A commodity trading exchange is no different from any other exchange because it is an intermediary between buyer and seller with which buyers and sellers can trade their products or assets for profit. However, unlike stock exchanges, commodities exchanges also offer futures contracts on top of spot prices, meaning investors can make larger gains if they predict price movements correctly.

The emergence of electronic markets

Market traders establish the market price through statistical analysis while arbitrageurs seek out the price discrepancy between markets making physical delivery unlikely due to transportation costs. This has made it easier for electronic markets to be created.

As technology continues to grow, so does its use in trading commodities, which complicates the simple definition of what actually constitutes a commodity itself. With each new type of investment introduced, more challenges are created for regulators and investors alike.

It is important to understand that there is no one singular way of defining commodities. What can be agreed upon is that any product bought and sold on the market qualifies as an exchange-traded good, whether physical or otherwise.

What are the risks associated with commodities trading?

Commodities such as gold and silver and more obscure options like cocoa and aluminium can be bought and sold just like stocks or currency on companies that trade in those items. Compared to other financial instruments, these trades tend to offer riskier but more lucrative returns on investment. For example, if an investor buys 10 ounces of gold for 1,000 dollars today, it may be worth $1,500 tomorrow, which is a return of 50%.

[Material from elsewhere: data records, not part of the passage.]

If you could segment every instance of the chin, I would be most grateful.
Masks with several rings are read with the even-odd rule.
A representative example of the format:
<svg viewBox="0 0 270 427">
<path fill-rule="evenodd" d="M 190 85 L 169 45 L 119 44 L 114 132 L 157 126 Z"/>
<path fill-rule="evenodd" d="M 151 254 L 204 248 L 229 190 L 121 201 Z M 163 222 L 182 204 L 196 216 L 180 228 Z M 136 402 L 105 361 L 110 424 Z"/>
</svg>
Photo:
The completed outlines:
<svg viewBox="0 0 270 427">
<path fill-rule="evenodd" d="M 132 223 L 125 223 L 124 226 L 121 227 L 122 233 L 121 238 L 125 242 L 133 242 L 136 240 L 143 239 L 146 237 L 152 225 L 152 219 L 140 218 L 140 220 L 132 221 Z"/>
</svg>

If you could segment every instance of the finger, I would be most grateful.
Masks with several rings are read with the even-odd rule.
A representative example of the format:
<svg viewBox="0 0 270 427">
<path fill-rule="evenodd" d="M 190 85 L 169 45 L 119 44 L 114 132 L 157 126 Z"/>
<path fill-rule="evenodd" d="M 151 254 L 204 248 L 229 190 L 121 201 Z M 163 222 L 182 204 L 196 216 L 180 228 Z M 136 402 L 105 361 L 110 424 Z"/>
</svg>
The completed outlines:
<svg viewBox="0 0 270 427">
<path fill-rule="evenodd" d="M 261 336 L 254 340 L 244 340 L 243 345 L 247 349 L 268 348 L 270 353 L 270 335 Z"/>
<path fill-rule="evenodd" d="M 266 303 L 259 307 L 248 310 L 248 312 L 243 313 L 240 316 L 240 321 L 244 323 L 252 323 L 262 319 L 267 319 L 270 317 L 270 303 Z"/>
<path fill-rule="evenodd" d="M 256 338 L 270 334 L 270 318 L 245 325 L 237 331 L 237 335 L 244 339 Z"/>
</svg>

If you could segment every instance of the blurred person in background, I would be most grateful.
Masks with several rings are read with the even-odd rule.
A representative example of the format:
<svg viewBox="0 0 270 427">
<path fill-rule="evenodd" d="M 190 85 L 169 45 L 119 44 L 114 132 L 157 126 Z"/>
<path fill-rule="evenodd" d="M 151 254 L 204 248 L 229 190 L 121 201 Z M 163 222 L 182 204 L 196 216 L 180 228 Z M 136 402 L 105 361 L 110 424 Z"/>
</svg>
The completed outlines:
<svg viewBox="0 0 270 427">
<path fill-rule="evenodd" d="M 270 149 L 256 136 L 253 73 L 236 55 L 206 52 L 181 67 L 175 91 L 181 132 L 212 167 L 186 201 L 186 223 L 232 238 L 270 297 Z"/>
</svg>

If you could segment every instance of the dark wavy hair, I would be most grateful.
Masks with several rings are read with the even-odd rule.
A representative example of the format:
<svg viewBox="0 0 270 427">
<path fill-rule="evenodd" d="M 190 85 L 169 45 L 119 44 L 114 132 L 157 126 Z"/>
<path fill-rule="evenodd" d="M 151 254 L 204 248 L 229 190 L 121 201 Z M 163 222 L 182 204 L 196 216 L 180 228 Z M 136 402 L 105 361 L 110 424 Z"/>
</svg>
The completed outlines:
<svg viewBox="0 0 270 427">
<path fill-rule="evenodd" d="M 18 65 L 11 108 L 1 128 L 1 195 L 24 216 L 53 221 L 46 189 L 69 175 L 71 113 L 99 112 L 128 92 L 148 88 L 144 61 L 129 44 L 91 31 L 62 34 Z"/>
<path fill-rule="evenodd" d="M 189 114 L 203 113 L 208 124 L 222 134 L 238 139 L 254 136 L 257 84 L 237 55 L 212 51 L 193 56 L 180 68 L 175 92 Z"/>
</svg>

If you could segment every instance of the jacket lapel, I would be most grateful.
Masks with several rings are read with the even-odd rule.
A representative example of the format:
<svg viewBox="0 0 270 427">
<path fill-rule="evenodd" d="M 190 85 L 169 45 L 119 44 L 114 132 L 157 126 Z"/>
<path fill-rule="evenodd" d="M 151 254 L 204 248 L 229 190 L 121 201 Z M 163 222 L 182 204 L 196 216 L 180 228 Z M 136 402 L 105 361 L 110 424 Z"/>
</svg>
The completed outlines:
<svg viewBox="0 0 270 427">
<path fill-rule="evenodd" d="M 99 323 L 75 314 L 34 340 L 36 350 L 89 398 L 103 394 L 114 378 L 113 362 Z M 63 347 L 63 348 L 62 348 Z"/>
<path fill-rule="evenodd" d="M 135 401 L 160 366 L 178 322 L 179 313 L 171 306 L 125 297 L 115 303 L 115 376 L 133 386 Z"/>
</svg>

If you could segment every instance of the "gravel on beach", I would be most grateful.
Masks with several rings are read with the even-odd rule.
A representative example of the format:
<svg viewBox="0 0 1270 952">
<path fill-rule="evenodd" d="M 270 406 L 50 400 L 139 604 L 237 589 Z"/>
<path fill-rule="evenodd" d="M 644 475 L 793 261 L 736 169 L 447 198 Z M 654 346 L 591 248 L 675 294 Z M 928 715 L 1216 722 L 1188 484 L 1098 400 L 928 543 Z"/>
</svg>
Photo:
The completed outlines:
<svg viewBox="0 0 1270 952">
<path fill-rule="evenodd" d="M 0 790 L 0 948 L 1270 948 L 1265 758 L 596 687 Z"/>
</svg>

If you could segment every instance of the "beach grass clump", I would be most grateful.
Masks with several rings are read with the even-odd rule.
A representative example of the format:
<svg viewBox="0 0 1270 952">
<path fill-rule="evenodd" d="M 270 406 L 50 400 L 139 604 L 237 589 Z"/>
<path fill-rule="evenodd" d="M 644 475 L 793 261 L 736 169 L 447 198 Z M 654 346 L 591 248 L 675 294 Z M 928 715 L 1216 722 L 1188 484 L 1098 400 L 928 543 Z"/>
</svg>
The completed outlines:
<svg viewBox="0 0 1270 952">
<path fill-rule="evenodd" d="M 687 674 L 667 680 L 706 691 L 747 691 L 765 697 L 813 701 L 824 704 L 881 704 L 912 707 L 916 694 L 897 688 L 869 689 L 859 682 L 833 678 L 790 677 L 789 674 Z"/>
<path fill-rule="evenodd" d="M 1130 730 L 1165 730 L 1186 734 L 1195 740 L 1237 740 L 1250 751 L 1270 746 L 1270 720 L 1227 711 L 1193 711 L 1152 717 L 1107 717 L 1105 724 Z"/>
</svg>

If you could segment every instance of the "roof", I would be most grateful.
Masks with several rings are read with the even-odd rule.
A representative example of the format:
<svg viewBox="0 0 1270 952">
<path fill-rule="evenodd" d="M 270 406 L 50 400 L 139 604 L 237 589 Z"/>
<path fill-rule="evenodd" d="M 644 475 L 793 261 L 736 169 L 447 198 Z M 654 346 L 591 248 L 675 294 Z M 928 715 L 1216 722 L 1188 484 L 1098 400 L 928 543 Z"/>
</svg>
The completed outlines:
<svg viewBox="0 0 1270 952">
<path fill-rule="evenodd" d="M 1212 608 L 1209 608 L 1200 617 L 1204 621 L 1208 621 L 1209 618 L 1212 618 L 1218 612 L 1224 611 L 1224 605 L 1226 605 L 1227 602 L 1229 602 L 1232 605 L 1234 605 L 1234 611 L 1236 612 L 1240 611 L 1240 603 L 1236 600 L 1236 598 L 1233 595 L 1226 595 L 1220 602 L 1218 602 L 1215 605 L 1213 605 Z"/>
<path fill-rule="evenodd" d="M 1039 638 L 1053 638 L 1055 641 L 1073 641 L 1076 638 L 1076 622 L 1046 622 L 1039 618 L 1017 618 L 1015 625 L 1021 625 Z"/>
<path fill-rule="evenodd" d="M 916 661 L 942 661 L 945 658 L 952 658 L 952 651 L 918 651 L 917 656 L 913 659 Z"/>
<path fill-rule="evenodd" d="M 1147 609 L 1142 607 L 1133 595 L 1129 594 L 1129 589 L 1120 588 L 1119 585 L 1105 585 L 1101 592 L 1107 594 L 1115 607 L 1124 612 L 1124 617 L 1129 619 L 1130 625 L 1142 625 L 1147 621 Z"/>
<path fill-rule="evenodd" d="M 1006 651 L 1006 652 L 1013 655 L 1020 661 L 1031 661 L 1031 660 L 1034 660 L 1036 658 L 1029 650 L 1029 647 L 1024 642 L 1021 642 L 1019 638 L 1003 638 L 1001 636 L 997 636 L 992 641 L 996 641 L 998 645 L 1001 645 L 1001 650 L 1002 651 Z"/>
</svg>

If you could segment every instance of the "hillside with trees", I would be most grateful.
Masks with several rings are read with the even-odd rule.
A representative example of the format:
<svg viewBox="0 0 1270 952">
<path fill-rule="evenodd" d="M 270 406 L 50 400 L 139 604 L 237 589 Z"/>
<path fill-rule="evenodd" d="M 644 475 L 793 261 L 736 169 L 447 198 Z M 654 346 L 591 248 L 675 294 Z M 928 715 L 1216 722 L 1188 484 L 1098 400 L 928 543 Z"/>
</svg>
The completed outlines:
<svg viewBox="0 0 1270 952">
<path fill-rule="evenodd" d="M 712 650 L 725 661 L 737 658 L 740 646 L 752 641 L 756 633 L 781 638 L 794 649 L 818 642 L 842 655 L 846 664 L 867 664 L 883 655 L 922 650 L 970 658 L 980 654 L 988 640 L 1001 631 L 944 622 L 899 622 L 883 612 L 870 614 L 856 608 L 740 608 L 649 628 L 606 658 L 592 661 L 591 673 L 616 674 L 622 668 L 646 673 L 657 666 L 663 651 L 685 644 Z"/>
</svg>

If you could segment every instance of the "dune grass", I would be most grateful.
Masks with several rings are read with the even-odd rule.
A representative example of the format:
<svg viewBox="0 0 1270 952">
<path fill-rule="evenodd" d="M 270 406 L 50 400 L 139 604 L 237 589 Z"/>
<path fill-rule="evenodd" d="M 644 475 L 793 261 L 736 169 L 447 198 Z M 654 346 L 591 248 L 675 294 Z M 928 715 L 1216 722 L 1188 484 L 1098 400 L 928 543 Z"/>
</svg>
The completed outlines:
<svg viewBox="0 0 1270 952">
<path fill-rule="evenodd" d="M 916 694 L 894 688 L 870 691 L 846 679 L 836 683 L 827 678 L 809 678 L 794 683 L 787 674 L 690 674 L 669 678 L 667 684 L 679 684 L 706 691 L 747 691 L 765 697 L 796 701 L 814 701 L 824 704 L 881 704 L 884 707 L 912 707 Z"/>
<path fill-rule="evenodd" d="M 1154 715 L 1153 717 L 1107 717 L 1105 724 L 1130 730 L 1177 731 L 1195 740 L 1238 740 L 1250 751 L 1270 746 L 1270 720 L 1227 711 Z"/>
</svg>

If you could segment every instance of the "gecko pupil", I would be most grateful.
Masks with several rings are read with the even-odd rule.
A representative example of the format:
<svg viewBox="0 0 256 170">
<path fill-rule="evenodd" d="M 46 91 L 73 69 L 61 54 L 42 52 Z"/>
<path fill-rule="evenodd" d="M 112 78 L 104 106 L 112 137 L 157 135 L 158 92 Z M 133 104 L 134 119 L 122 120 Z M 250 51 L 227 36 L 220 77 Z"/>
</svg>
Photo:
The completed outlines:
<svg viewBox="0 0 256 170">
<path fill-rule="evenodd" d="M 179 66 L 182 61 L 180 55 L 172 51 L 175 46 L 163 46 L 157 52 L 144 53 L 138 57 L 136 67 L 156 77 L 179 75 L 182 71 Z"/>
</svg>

Now, if that same person were to buy a stock option with the same amount of money, it might be worth $1,000 in a day or two, which is only 10% profit. While this risk may seem appealing to some, it can cause great financial problems for others. After all, trading commodities is just like gambling at a casino, and the house always wins.

The first risk associated with trading in these markets is liquidity. This means how easy it is to turn your investments back into cash in order to stop trading when desired or needed. It can be very difficult to sell commodities in the market, especially if there are no buyers available.

The subsequent risk associated with trading in commodities is credit. Because companies offering these services are not banks, they can’t give you an actual line of credit for the cash required to buy the commodity you want. Instead, what they will do is allow you to trade with part of your investment and keep some cash on hand instead of using all your funds upfront like traditional savings accounts offer. That way, if prices drop right away, you’ll still be able to get your money.

In conclusion

Commodities trading is a precarious investment, and new investors are advised to first try a demo account at home.Saxo, before investing their own money.